Cuando el golpe es por la retaguardia

 

Por Alicia Alarcón

Lo extraordinario de cada día que vivimos, es que en cada uno de ellos puede ocurrir algo diferente, algo que puede afectar poco o mucho los días subsecuentes. Una enfermedad, un accidente son sólo unos ejemplos. Y esto fue precisamente lo que alteró y cambió mi rutina desde hace más de un mes. Un accidente de tráfico. Uno de esos accidentes que uno ve que le ocurren a otra persona en el freeway, sobre todo cuando pasa en cadena.  Lo vemos como algo lejano, un suceso que no nos puede ocurrir a nosotros porque  ejercemos la cautela al manejar y extremamos las precauciones.

Mi esposo frente al volante  lo vio por el espejo retrovisor y nos alertó: ¨Nos va a pegar¨.  El joven conductor tenía la cabeza agachada. No se percató de que los carros se habían detenido. Sin disminuir su velocidad chocó con el carro que nos seguía a corta distancia.  El ruido causado por el impacto no fue suficiente para que se percatara de lo que había hecho, el conductor afectado buscó refugio muy cerca de la barda, a su derecha. Ajeno a lo que había sucedido, el conductor responsable siguió con la misma velocidad y no fue sino hasta que se impactó con el nuestro que frenó. El daño ya estaba hecho, en menos de dos minutos había chocado con dos carros y  alterado la rutina de todos los ocupantes.

Aturdidos, confusos sobre quién le pegó a quien,  impactados por el golpe, nos compadecimos de aquel joven de origen oriental que aceptó con humildad su responsabilidad y confesó haberse dormido en el volante.  No había heridos. Los golpes recibidos por el impacto no requerían atención médica inmediata. Al final, con la ayuda de un agente de patrulla que hizo un reporte oficial de lo ocurrido, se hizo el intercambio de teléfonos, direcciones, pólizas de seguro y nos despedimos con la seguridad de que al siguiente día tendríamos un carro a nuestra disposición, cortesía del seguro del responsable y que sería en corto tiempo que todo se resolvería, incluyendo la reparación de mi carro.

La primera sorpresa fue enterarme, por parte de mi seguro, que nosotros debíamos de cubrir un deducible, que posteriormente se nos devolvería, siempre y cuando el seguro del culpable del choque lo cubriera.  Dos días después nos avisaron que mi carro estaba más allá de reparación alguna. A ese diagnóstico le siguió una oferta que apenas cubría el saldo que tenía todavía con la agencia de autos donde lo había comprado tres años atrás. Lo de tener un carro a nuestra disposición tampoco fue posible. El seguro del responsable no lo tenía contemplado y tampoco el mío.  
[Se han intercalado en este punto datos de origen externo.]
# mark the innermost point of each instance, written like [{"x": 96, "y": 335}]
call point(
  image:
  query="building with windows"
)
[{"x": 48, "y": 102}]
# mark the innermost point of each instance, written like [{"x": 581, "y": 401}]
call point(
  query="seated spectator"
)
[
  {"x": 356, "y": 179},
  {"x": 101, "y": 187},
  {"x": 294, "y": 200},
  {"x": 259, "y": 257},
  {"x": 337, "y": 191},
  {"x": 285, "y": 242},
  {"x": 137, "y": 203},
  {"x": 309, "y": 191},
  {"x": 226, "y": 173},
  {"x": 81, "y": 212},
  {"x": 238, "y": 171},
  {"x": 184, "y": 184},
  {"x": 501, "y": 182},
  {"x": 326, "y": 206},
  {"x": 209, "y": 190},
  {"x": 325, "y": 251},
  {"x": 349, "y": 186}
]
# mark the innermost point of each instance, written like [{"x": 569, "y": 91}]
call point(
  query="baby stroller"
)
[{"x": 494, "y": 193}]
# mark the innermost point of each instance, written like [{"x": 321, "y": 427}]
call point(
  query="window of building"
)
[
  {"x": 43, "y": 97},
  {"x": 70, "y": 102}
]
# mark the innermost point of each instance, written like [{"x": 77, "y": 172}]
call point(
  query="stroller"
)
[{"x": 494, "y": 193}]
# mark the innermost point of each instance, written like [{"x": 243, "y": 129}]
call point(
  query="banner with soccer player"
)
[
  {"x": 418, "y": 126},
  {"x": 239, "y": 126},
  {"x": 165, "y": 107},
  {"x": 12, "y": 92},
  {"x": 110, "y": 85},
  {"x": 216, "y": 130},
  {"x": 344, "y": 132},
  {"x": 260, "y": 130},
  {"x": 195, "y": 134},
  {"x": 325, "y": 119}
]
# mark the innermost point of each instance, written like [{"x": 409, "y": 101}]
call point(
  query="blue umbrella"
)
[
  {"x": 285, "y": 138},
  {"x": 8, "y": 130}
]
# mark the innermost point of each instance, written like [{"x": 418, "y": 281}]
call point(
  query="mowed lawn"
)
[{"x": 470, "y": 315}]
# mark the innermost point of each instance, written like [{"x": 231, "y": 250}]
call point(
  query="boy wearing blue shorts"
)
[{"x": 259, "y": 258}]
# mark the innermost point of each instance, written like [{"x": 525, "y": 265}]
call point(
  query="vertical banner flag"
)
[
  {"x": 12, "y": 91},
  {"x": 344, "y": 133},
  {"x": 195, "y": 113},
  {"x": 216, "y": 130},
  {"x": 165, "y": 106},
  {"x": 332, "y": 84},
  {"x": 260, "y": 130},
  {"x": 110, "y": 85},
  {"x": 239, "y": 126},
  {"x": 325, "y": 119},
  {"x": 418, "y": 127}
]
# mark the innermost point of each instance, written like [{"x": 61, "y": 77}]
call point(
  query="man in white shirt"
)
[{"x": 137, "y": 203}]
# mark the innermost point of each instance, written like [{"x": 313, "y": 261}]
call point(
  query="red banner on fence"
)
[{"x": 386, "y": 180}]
Rechacé la oferta porque nadie me obliga a aceptar algo que considero insuficiente. La ley es muy clara al decir que uno tiene  derecho a recibir el equivalente al valor que tiene tu carro en el mercado. Me di a la tarea de investigar las prácticas de los seguros en este tipo de accidentes y me quedó claro el por qué la mayoría recurre a un abogado para que lo represente.  La prioridad de los seguros es maximizar sus ganancias y gastar lo mínimo en los reclamos de sus clientes. ¨Eso es un negocio, no una institución caritativa.¨

En esta experiencia también aprendí lo importante que es tener dentro de la póliza lo que llaman cobertura para ¨insured motorist¨  es decir, en caso de que la persona responsable del choque no tenga seguro o la cantidad que tiene resulta insuficiente para cubrir los daños, el seguro del afectado tiene la obligación de cubrir lo que falte. Gracias a mi marido yo tengo esa provisión.  Ahora me doy cuenta que fueron los 60 dólares anuales mejor invertidos. Es un costo extra que se agrega al precio de la póliza.

Mi carro por ahora está a la intemperie, lo cubren varias capas de polvo en el taller mecánico que lo ha desahuciado.  Mi apego a las cosas materiales es mínimo, pero debo confesar que extraño mi auto, su potencia, el quemacocos que bañaba de luz el interior, sus luces especiales que me permitían ver los más mínimos detalles del camino durante la noche.  En otro artículo les compartiré la conclusión de este accidente, también les confesaré si la decisión de rechazar dos ofertas del seguro de autos me dio resultado o me salió peor.